SAT governor Kongsak Yodmanee on Friday hit back at criticism of the state agency for allowing private organisations to rent national sports stadiums for events. He said it needed to find a source of revenue after 40% of its annual budget was transferred to public health because of the additional costs of managing the Covid-19 pandemic.

He affirmed that the main purpose of national sports stadiums is for holding national sporting events, saying the SAT would give priority to the Football Association of Thailand (FAT) when it plans to hold matches.

“When the venues are vacant, we must open them for rental to make up for shortcomings in our state-sponsored budget,” said Mr Kongsak.

Close to 40% of the SAT’s annual funding was diverted to public health over the past two years, making it unfeasible for the authority to sustain its operations on the budget alone, according to the governor.

Business plans have been drawn up for stadiums, such as Indoor Stadium Huamark in Bangkok, the 700th Anniversary of Chiang Mai Stadium and the 80th Birthday Stadium in Nakhon Ratchasima, with an emphasis on sustainability and the betterment of Thai sporting activities.

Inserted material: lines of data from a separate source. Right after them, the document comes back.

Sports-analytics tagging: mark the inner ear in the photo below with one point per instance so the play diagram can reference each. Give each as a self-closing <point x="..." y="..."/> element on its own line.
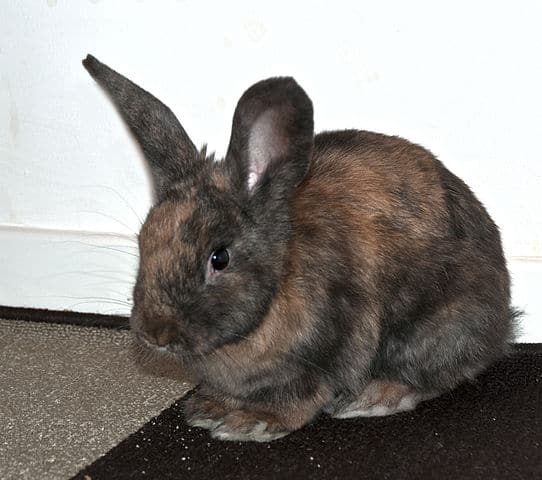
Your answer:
<point x="267" y="141"/>
<point x="272" y="135"/>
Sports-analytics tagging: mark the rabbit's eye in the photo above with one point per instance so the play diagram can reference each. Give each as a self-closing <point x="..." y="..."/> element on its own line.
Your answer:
<point x="220" y="259"/>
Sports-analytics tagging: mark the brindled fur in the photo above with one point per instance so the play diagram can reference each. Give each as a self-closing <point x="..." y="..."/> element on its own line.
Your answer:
<point x="364" y="276"/>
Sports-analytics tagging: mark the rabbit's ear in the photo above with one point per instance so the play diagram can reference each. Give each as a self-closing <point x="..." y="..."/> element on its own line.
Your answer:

While the state budget for these stadiums is in the billions of baht, their operating costs have exceeded allocations. Indonesia and Malaysia have recently spent several billion baht to upgrade their national stadiums, and Singapore has rebuilt its national stadium at a cost of over 10 billion baht, said Mr Kongsak.

“We have only been able to maintain our stadiums with our current financial standing and have fallen to mid-tier status after previously being considered home to top-tier facilities in Asean,” he said. “This is why the SAT plans to attract private spending.”